Perhaps I was exceptionally irritated by this comment because it reminded me of when my entire family went missing for a week in a Mexican hurricane, & Alexander Downer remarked that it was their own fault for living in a hurricane-prone place.
I didn’t argue with Turnbull about the government’s plans (I use the word reservedly) for our future communications. I argued with him because every response he made to me referred not to the issues, but to the deficiencies of the ALP when in government. No matter how consistently I pointed out to him that his tactic of attempting to deflect a questioner from her concerns by arguing that “the ALP started it and were worse than us” only serves to convince me that the government fears its own policies aren’t worthy of mention, the man would not cease his epic struggle to gain a political point.
“You’re winning no support trying to avoid questions by point scoring,” I tweeted. ” You’re in charge, govern, in our best interests.” To which the Communications Minister replied” “So it’s shameful to tell the truth is it? Or is it that you are ashamed of the mess Labor left us to clean up?” And so on. The battle is still going on as I write this, though Malcolm retreated a couple of hours ago. I obviously struck a nerve: there are a lot of people wanting governance from this lot, and increasingly fed up with them behaving as if they are still in opposition.

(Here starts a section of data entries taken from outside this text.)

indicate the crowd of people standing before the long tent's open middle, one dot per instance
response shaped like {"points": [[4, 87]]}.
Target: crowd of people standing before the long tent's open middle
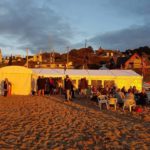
{"points": [[56, 86]]}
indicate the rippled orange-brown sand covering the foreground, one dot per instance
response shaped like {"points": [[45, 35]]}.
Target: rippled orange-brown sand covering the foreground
{"points": [[32, 122]]}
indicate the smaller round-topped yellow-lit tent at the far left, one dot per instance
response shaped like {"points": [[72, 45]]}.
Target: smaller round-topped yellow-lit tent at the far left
{"points": [[19, 77]]}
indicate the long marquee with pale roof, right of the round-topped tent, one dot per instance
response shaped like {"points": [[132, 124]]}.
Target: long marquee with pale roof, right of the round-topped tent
{"points": [[121, 78]]}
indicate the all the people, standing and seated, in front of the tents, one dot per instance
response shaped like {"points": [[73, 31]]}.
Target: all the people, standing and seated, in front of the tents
{"points": [[52, 86]]}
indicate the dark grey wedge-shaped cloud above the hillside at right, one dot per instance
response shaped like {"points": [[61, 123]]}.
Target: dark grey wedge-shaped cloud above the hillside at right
{"points": [[132, 37]]}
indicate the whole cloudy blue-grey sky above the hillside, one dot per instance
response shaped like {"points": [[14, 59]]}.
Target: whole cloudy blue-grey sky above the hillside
{"points": [[48, 25]]}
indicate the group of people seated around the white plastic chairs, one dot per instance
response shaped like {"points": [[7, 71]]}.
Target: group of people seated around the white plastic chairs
{"points": [[122, 95]]}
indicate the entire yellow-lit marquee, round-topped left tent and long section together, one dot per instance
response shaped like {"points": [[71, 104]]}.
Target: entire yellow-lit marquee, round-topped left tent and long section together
{"points": [[24, 80]]}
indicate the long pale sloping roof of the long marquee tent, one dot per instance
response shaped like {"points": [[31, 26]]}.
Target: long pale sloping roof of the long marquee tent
{"points": [[84, 72]]}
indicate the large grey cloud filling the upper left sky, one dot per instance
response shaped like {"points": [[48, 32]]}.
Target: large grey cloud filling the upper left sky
{"points": [[33, 24]]}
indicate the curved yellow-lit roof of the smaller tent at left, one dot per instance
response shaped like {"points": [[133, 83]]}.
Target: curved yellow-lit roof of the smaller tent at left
{"points": [[15, 69]]}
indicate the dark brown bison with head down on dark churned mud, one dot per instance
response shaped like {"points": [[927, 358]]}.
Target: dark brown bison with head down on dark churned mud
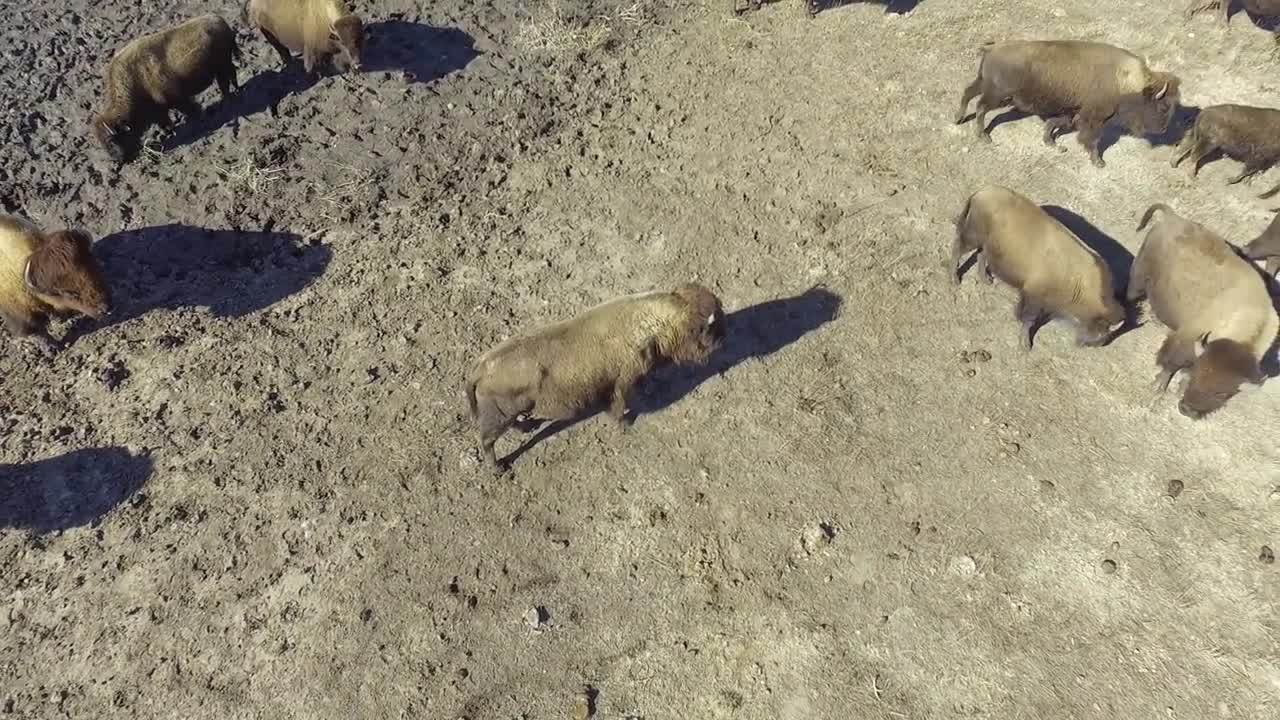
{"points": [[159, 72]]}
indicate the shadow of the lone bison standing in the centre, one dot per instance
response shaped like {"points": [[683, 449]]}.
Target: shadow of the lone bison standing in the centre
{"points": [[751, 332]]}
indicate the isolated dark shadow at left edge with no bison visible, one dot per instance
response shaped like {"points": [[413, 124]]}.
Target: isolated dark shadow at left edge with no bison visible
{"points": [[70, 491]]}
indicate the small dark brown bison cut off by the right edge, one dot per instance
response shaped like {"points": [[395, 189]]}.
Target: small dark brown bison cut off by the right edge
{"points": [[1242, 133]]}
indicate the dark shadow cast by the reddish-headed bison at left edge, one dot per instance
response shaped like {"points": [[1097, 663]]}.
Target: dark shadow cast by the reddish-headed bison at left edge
{"points": [[234, 274]]}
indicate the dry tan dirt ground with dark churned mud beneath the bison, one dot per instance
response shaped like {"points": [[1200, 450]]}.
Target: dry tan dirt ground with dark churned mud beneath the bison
{"points": [[254, 493]]}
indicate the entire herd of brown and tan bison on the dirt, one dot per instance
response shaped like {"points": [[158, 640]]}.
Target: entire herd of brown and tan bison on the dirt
{"points": [[1210, 295]]}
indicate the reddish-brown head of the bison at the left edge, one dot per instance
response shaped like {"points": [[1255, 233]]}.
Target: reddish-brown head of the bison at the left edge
{"points": [[65, 275]]}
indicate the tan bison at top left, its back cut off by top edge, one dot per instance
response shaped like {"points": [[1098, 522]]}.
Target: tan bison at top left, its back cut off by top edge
{"points": [[317, 29]]}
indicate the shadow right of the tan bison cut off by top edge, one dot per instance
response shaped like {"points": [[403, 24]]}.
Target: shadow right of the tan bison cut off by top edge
{"points": [[424, 53]]}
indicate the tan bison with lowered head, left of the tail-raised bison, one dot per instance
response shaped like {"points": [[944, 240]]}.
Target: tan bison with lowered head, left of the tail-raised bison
{"points": [[1054, 272]]}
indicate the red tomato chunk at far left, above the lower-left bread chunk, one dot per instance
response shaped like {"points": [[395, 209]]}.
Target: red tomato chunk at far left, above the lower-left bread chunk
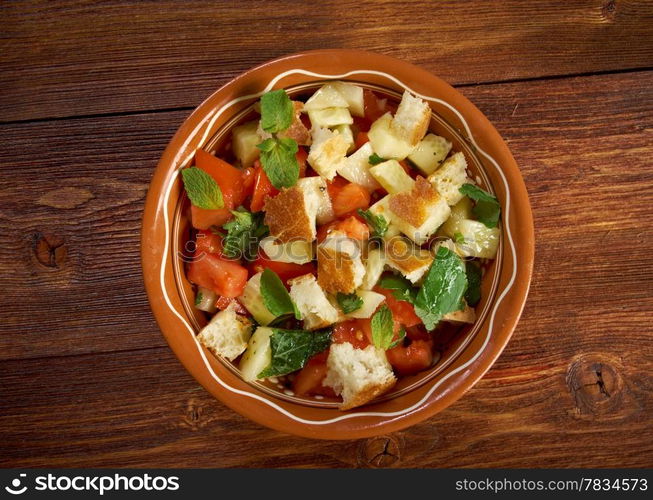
{"points": [[224, 277]]}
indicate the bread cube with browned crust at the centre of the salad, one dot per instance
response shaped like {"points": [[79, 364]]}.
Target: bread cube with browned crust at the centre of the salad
{"points": [[339, 264]]}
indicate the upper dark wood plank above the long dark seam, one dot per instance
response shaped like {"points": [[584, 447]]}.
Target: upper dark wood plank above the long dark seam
{"points": [[79, 57]]}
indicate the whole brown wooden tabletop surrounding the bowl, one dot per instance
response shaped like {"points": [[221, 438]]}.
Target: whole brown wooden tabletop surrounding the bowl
{"points": [[91, 92]]}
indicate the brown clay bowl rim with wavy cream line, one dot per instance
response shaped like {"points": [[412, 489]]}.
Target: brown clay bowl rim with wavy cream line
{"points": [[517, 227]]}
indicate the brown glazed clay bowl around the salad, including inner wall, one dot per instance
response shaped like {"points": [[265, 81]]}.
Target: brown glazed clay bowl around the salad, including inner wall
{"points": [[464, 358]]}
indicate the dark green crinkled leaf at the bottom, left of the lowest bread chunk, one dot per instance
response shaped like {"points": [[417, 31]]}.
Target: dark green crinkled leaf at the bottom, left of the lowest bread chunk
{"points": [[292, 348]]}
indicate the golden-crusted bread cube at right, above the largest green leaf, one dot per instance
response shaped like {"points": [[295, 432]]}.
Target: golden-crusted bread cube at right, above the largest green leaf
{"points": [[419, 212]]}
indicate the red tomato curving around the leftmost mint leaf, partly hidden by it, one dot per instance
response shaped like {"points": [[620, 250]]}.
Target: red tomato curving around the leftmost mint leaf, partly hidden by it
{"points": [[230, 181]]}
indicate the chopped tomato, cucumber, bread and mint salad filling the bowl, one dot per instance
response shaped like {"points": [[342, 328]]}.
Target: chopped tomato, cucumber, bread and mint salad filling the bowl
{"points": [[335, 242]]}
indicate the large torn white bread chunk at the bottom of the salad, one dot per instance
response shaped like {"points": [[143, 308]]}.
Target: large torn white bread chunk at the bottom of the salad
{"points": [[358, 375]]}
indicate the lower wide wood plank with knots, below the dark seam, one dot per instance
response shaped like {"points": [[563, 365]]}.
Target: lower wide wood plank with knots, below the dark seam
{"points": [[87, 380]]}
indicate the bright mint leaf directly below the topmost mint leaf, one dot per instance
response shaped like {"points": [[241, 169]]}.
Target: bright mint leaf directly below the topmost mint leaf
{"points": [[279, 161]]}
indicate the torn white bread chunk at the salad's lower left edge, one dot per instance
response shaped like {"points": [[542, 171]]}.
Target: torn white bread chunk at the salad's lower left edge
{"points": [[226, 334]]}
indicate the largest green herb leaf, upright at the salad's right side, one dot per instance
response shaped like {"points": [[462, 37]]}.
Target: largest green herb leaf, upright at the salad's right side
{"points": [[442, 289]]}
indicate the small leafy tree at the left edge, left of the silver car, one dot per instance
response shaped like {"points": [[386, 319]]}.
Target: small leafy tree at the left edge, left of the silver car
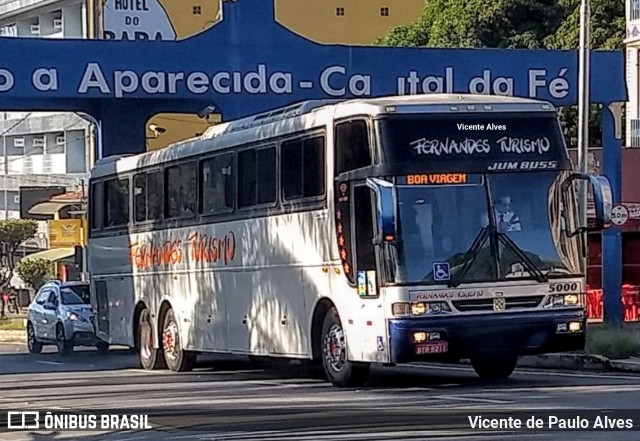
{"points": [[12, 233]]}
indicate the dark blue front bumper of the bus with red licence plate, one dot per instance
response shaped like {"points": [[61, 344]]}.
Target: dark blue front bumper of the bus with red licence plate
{"points": [[458, 337]]}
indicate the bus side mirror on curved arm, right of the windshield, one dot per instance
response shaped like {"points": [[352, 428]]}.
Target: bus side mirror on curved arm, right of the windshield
{"points": [[600, 188]]}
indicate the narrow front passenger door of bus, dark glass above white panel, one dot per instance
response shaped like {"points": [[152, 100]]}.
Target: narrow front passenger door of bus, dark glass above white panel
{"points": [[370, 330]]}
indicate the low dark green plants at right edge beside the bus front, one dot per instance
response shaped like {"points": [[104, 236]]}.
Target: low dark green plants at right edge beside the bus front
{"points": [[613, 343]]}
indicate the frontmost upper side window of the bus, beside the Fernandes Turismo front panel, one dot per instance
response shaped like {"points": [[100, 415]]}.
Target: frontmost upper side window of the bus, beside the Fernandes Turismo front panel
{"points": [[352, 149]]}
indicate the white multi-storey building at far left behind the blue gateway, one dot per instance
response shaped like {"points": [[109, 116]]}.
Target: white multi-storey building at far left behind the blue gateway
{"points": [[39, 149]]}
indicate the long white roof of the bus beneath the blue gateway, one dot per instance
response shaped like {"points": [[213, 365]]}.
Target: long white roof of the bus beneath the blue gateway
{"points": [[306, 115]]}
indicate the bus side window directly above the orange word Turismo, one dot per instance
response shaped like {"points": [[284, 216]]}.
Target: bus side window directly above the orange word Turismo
{"points": [[217, 184]]}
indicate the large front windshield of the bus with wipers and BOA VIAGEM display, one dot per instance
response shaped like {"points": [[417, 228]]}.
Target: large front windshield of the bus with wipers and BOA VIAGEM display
{"points": [[490, 227]]}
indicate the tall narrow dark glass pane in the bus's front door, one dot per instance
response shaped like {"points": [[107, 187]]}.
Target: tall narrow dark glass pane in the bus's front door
{"points": [[363, 215]]}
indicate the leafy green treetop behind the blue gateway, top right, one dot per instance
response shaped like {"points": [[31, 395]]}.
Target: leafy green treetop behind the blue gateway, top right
{"points": [[532, 24]]}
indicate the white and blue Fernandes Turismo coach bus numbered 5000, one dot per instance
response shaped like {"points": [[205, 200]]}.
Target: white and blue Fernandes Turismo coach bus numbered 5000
{"points": [[388, 230]]}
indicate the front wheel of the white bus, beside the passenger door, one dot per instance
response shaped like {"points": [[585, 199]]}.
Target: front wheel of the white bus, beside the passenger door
{"points": [[339, 370]]}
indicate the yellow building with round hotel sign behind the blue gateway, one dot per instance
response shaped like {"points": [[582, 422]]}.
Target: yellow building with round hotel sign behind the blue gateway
{"points": [[354, 22]]}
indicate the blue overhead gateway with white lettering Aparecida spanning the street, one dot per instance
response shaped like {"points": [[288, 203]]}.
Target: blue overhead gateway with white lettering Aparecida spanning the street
{"points": [[246, 63]]}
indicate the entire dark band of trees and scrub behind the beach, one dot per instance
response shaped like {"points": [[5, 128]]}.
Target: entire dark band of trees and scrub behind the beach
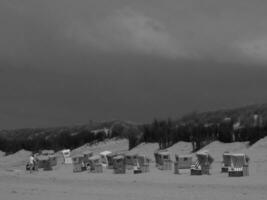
{"points": [[242, 124]]}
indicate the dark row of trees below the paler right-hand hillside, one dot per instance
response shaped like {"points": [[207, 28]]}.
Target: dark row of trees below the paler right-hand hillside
{"points": [[169, 132]]}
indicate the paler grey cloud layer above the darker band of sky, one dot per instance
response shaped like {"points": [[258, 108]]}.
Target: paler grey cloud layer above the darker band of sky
{"points": [[208, 30]]}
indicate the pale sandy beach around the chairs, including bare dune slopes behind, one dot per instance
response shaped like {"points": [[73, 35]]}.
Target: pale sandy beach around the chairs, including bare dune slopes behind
{"points": [[62, 183]]}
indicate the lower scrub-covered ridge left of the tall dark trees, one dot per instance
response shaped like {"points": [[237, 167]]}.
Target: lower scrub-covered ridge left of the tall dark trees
{"points": [[35, 139]]}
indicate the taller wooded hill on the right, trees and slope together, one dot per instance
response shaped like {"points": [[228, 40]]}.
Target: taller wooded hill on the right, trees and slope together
{"points": [[241, 124]]}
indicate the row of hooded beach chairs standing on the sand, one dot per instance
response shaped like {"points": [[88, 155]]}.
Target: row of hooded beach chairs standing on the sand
{"points": [[235, 164]]}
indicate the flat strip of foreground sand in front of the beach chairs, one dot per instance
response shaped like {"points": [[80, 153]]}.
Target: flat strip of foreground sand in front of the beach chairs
{"points": [[156, 185]]}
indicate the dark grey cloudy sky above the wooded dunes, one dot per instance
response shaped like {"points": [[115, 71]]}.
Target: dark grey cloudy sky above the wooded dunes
{"points": [[66, 62]]}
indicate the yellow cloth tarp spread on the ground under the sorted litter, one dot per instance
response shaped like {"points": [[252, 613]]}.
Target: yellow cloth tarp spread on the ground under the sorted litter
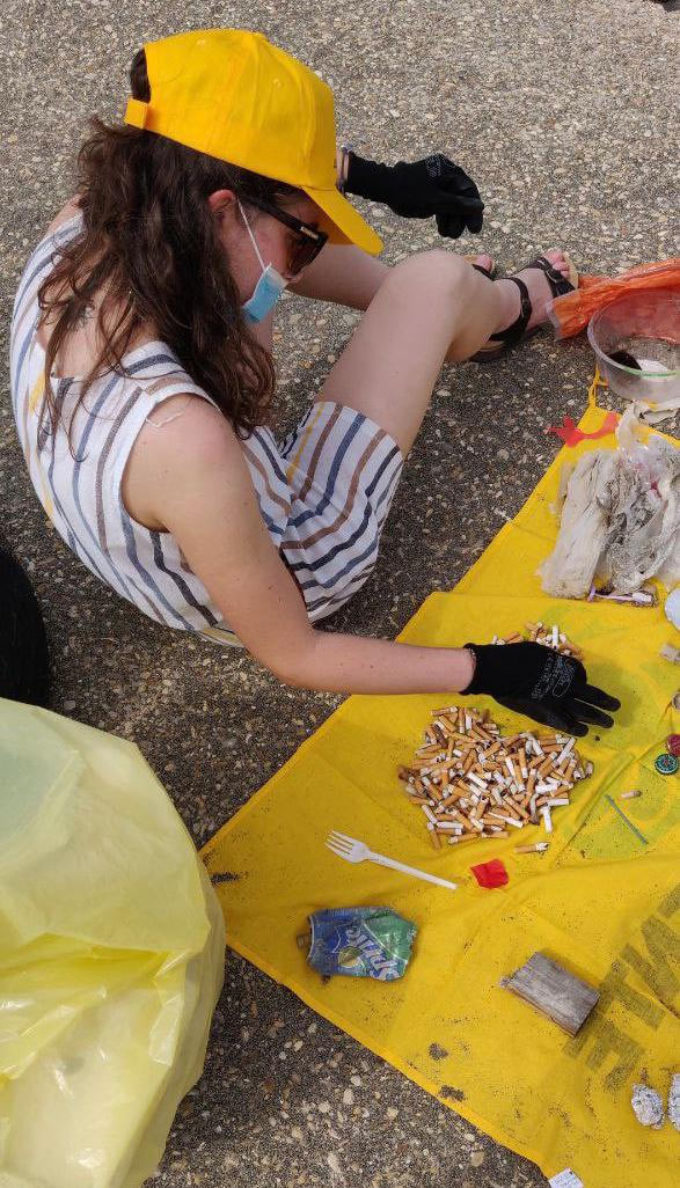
{"points": [[601, 902]]}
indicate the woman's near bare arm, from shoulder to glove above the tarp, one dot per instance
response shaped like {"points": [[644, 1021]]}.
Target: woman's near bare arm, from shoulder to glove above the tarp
{"points": [[205, 497]]}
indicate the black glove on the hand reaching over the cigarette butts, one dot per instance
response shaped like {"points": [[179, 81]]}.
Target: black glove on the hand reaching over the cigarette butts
{"points": [[549, 687]]}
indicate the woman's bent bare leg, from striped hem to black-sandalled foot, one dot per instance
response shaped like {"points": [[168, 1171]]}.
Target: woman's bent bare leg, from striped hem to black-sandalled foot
{"points": [[430, 308]]}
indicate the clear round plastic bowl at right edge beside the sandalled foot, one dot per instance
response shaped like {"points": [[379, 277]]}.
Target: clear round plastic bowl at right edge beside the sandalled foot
{"points": [[647, 326]]}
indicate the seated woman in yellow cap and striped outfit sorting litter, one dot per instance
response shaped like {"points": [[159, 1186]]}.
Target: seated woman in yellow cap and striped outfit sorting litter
{"points": [[148, 308]]}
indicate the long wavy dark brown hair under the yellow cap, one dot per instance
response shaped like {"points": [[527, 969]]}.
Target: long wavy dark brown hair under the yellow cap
{"points": [[150, 244]]}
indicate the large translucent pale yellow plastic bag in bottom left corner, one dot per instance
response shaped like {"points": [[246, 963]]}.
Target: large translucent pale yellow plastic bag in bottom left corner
{"points": [[111, 957]]}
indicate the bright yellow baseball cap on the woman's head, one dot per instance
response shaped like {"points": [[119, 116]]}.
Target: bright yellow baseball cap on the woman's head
{"points": [[232, 94]]}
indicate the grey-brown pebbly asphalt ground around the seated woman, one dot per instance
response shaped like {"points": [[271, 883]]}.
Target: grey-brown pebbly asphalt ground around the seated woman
{"points": [[565, 115]]}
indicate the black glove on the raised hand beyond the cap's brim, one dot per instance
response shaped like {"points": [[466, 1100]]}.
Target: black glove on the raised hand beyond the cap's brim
{"points": [[425, 188]]}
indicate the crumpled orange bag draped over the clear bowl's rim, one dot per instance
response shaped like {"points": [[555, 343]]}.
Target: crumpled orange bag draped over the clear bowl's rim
{"points": [[572, 313]]}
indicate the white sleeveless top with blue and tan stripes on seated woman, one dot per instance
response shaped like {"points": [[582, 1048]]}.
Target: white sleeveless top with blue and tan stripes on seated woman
{"points": [[80, 486]]}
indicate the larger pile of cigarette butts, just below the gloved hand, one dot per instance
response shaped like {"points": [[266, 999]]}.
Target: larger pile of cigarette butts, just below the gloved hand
{"points": [[473, 782]]}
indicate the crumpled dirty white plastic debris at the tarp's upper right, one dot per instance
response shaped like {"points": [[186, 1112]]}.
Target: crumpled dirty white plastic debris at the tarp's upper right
{"points": [[621, 519]]}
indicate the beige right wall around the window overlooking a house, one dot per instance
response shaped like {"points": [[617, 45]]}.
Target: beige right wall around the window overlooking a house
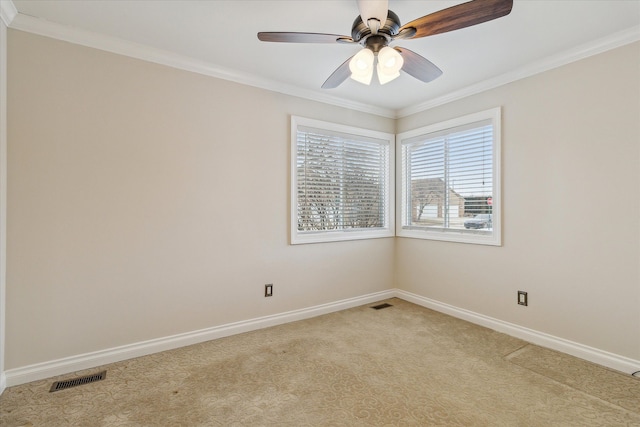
{"points": [[571, 208]]}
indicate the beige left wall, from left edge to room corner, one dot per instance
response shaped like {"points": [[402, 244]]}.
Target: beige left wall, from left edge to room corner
{"points": [[146, 201]]}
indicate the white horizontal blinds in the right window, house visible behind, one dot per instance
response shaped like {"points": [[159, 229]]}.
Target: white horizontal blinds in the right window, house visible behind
{"points": [[450, 174]]}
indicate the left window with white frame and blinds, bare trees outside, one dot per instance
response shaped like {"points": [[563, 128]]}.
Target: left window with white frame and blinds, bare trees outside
{"points": [[340, 182]]}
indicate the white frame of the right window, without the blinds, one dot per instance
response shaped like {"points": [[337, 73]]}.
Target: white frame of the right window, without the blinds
{"points": [[450, 234]]}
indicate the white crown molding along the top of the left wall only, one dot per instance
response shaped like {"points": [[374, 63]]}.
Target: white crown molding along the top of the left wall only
{"points": [[146, 53]]}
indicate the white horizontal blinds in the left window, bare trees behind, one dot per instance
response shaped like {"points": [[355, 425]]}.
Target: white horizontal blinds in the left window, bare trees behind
{"points": [[341, 180]]}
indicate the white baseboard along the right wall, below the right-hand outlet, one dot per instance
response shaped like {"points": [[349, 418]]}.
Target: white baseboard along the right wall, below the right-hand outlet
{"points": [[604, 358]]}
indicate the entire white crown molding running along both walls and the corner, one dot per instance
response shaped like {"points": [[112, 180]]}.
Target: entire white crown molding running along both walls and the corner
{"points": [[30, 24]]}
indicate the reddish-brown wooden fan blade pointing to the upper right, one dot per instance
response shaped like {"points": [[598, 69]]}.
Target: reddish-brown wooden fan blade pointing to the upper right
{"points": [[459, 16]]}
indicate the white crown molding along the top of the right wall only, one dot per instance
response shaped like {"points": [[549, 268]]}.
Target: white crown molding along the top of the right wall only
{"points": [[613, 41]]}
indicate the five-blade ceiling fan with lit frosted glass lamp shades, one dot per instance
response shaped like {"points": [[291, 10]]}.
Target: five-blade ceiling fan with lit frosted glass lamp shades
{"points": [[377, 26]]}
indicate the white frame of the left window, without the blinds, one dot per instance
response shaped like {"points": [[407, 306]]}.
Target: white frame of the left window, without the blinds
{"points": [[302, 237]]}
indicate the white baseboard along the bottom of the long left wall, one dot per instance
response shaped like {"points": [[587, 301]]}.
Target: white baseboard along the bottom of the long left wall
{"points": [[66, 365]]}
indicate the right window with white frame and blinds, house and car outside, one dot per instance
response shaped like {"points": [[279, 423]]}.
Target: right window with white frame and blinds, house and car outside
{"points": [[450, 180]]}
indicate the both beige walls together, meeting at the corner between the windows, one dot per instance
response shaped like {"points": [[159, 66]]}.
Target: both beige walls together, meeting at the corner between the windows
{"points": [[146, 201]]}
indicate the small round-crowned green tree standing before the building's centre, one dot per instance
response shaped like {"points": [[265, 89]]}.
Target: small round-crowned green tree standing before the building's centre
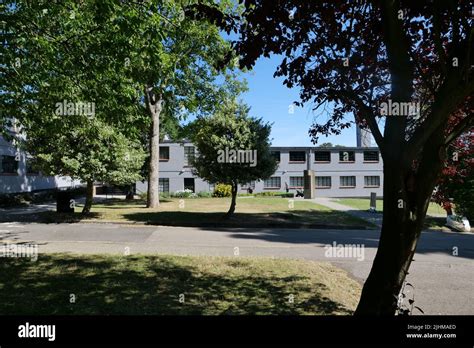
{"points": [[233, 148]]}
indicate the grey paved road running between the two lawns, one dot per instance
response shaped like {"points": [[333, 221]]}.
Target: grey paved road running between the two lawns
{"points": [[444, 284]]}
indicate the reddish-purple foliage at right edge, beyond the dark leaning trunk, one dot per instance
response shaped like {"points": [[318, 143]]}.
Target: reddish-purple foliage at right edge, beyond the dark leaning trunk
{"points": [[457, 178]]}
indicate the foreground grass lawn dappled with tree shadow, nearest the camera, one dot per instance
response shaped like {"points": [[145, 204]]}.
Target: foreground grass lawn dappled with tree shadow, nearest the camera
{"points": [[153, 285]]}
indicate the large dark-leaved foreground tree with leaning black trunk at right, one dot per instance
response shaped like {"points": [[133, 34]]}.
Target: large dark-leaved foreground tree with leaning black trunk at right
{"points": [[360, 57]]}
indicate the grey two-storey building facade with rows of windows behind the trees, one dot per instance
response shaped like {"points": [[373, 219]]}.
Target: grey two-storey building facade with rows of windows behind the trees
{"points": [[338, 171]]}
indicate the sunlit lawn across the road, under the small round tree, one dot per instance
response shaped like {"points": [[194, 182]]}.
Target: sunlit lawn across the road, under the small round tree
{"points": [[250, 212]]}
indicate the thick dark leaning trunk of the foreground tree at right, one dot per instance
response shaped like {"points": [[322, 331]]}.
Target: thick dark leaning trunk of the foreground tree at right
{"points": [[407, 193]]}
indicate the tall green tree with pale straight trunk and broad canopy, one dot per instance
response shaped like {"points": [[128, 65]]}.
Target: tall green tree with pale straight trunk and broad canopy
{"points": [[96, 51]]}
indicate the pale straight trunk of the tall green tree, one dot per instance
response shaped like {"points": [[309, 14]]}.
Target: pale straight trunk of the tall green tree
{"points": [[154, 107]]}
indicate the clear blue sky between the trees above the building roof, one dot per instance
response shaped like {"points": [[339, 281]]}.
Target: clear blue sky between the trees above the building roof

What the Abbott government and their advisers are apparently unable to grasp is that every time they attempt to deflect the focus from their policies onto a critique of the ALP, they reinforce the impression many of us have that their policies either don’t exist, or are too inadequate to be discussed, leaving them obliged to resort to employing critique of the former government as their only narrative. This is not governing the country.
It’s a serious abrogation of responsibility.
The Abbott government seems to me exceptionally disregarding of the future. This causes me great concern for the well-being of my grandchildren and their peers. Surely it is a government’s job to do everything possible to ensure the best for our young, now and as they become adults.
The Abbott government must understand that governing a country is not a game: it is the most profoundly serious enterprise anyone can undertake, it affects the lives and futures of millions of people, and arrogance and point scoring will not cut it.
You won the election, Mr Turnbull. Get governing, or get out.